To a related end, one also needs to consider library accumulation. As the stored (i.e. library or catalogue) output of Amazon, Netflix, and Hulu grows, it becomes mathematically harder to change this average score. Similarly, the value of each new year’s “quality” matters less, too. A new subscriber to HBO doesn’t need dozens of 9/10 shows in 2020, they have years of old 9/10 output to watch and catch-up on – sometimes of the same shows still airing new seasons.

Third, the value of individual shows and ratings are not equal. HBO’s Game of Thrones is probably worth ten Ballers and five VEEPs; it makes no sense to weight them equally, or even in accordance with their relative viewership.

“Averages” also imply that lower-rated shows are “bad” decisions. Was Fuller House, one of Netflix’s most-watched shows, a “bad” decision because it pulled down the network’s average review?

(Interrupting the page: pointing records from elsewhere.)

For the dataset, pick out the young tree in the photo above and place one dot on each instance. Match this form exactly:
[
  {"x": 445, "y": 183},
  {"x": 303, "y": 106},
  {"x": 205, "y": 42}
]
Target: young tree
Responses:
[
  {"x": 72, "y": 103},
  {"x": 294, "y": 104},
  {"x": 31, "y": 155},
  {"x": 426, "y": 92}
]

Does a “bad” show even matter if those not targeted by the show never see it thanks to algorithmic recommendations? Even HBO doesn’t focus its programming efforts on “high scoring” shows. That’s not to say they don’t go for the “best” version of a category, but shows like Ballers and True Blood wouldn’t exist in a world where competition is based on having the highest average critical review. The focus on average scores implies this, even though it’s not what determines viewership or value in the eyes of the audience.

Fourth and most important is the fundamental ideal of quality. There are two important English terms that derive from the Latin word “Quale”, quality and qualia. The former, at least in its general application, presumes some universal truth and importance: Mad Men Is Art. But in truth, media adheres more closely to the idea of “qualia” – the internal and subjective component of sense perceptions, arising from stimulation of the senses by phenomena. Hollywood might have tastemakers, but it’s ultimately not in the business of telling audiences what’s good, it’s about entertaining them. We love to say Disney makes the very best content (and their performance here breaks economic gravity), but the company routinely makes supposedly “bad” films that delight audiences to the tune of $1B (see 2019’s Aladdin and 2010’s Alice in Wonderland). What else matters? Pay-TV and Netflix SVOD’s “job to be done” is to provide positive qualia, not optimal quality. Ultimately, all that matters is that a viewer decides something has quality – and that’s shown by engagement.

This concept connects with the aforementioned challenges of using stated user reviews in assessing quality. The Crown isn’t a hammer or television set; averages work when a product or service is a plain utility. They don’t work with narratives. What matters is whether the viewer likes a show, not whether others do. The question of “quality” is best left to professional critics – if not philosophers altogether – it has little relevance in programming mass media. To this end, it should be no surprise that Netflix decided to remove written reviews, average ratings, and five-star rating scale and replace them with a percentage recommendation and Tinder-like thumbs up and thumbs down. Between a film that 80% of people give a B and one that’s split 50/50 between As and Cs, the second film matters more – it just needs to be delivered to the right viewer and hidden from the wrong one.

And this is the important point around “Quality”. Every network needs to maximize the amount of content its audiences says is “great”. It doesn’t matter if these titles truly are great, if critics agree, or even if most viewers are referring to the same titles when they say Network [X] makes great shows. They just need to love what they choose to watch. Perhaps Netflix isn’t that different from traditional TV after all.